La porte Saint-Antoine dont nous donnons la représentation est décrite en ces termes par Piganiol de la Force (1742), t. IV, p. 422:

«On prétend que cette porte fut bâtie sous le règne d'Henry II pour servir d'arc de triomphe à la mémoire de ce prince. D'autres assurent qu'elle fut élevée pour l'entrée du Roy Henri III revenant de Pologne, mais je n'ai vu nulle part la preuve ni de l'un, ni de l'autre de ces deux sentimens. Ce qu'il y a de constant, c'est qu'il y avait ici une porte l'an 1671 lorsque François Blondel fut chargé de la restaurer. Cet ingénieur, qui n'était pas moins habile dans l'architecture que dans les autres parties des mathématiques, conserva l'ancien ouvrage de cette porte, et continua de chaque côté l'Ordre Dorique dont on l'avoit décorée. Ce monument a neuf toises de largeur sur sept ou huit de hauteur. À la porte ou ouverture qui était au milieu, Blondel en ajouta deux autres, une de chaque côté qui ont presque la même hauteur et la même largeur, et qui rendent l'entrée de la ville plus facile aux voitures......

«La face qui est du côté du faubourg (et que représente notre dessin) est ornée de refands et d'un grand entablement Dorique qui règne sur toute la largeur, et lequel est surmonté d'un Attique, en manière de piédestal continu, aux extrémités duquel sont deux obélisques.

«Dans les niches pratiquées entre les pilastres, sont deux statues qui représentent les suites heureuses de la Paix faite entre la France et l'Espagne en 1660. Celle qui est à main droite tient une anchre au bas de laquelle il y a un dauphin. Cette figure est allégorique à l'Espérance que la France avoit conçue de cette paix qui avoit été cimentée par le mariage du roy Louis XIV avec Marie-Thérèse d'Autriche Infante d'Espagne. L'autre statue est la Sûreté publique qui est désignée par cette figure qui s'appuye sur une colonne avec une attitude et un visage si tranquilles, qu'elle fait connoître qu'elle n'a plus rien à craindre. Ces deux statues sont de François Anguière, et des chefs-d'œuvre.

«Au-dessus de ces niches sont deux vaisseaux qui sont allégoriques à celui que la ville de Paris porte dans l'écusson de ses armes.

«Sur une espèce de console formée par la saillie de la clef de la voûte du grand portique, est un buste du Roy Louis XIV, fait d'après le naturel par Girard Vanopstal, sculpteur, et qui a été peint en bronze pour le détacher du corps de la maçonnerie.

«Deux figures qui représentent la Seine et la Marne, sont à demi-couchées sur les impostes, et sont regardées comme des chefs-d'œuvre de sculpture[11]. Les uns disent qu'elles sont de Maître Ponce et les autres de Jean Gougeon. Ce qu'il y a de plus constant, c'est que leur excellence fit qu'on les conserva lorsqu'en 1660 on rebâtit cette porte.

L'attique est formé par une grande table de marbre noir au-dessus de laquelle sont les armes de France et de Navarre, en deux écussons joints ensemble, entourés des coliers des ordres de Saint-Michel et du Saint-Esprit, et surmontées d'une couronne fermée. Deux trophées d'armes achèvent de remplir le vuide de ce fronton, au-dessus duquel sont deux statues à demi-couchées, vêtues de long, et ayant des tours sur leurs têtes. Celle qui tient sur ses genoux une couronne fermée et fleurdelisée, représente la France. L'autre tient un petit bouclier et quelques dards, et désigne l'Espagne. Elles se donnent la main en signe d'amitié et d'alliance.

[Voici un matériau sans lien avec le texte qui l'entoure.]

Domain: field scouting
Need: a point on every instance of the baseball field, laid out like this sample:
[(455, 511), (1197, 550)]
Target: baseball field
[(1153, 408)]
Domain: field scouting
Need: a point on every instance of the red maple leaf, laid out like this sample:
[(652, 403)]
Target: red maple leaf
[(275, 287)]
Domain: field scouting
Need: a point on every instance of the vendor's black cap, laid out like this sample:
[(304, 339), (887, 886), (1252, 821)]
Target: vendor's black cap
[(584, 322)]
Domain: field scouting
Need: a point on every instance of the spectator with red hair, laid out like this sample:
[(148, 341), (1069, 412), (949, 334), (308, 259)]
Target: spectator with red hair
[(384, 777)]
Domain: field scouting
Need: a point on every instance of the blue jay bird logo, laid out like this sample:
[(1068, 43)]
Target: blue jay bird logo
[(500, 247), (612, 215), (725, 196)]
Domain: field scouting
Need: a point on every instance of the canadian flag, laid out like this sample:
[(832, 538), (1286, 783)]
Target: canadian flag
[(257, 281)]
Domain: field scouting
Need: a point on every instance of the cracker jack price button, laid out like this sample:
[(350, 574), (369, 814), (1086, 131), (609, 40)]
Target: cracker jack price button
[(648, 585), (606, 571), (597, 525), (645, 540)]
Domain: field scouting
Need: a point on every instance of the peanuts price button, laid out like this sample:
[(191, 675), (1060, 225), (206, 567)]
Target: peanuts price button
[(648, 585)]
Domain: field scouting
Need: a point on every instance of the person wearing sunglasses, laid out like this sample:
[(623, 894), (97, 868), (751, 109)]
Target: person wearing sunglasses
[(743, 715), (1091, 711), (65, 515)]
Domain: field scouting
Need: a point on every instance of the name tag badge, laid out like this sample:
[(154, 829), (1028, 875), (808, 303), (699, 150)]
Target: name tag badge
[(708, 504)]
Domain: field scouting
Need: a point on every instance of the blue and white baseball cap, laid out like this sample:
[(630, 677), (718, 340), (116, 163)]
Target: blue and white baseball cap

«L'himen qui est plus haut, au milieu d'un attique en manière de piédestal continu, semble approuver et confirmer cette union qu'il a fait naître. D'une main il tient son flambeau allumé, et de l'autre un mouchoir. Les extrémités de ce piédestal continu sont terminées par deux pyramides, aux pointes desquelles sont des fleurs de lys doubles et dorées de même que les boules qui portent ces pyramides. Tontes ces figures sont de Vanopstal, et de quatre pieds plus grandes que le naturel.

«L'inscription qui est gravée en lettres d'or sur la grande table de marbre noir dont j'ai parlé, explique toute cette composition en nous disant que la paix des Pyrénées a été faite et cimentée par les armes victorieuses de Louis XIV, par les heureux conseils de la Reine Anne d'Autriche sa mère, par l'auguste mariage de Marie-Thérèse d'Autriche et par les soins assidus du Cardinal Mazarin.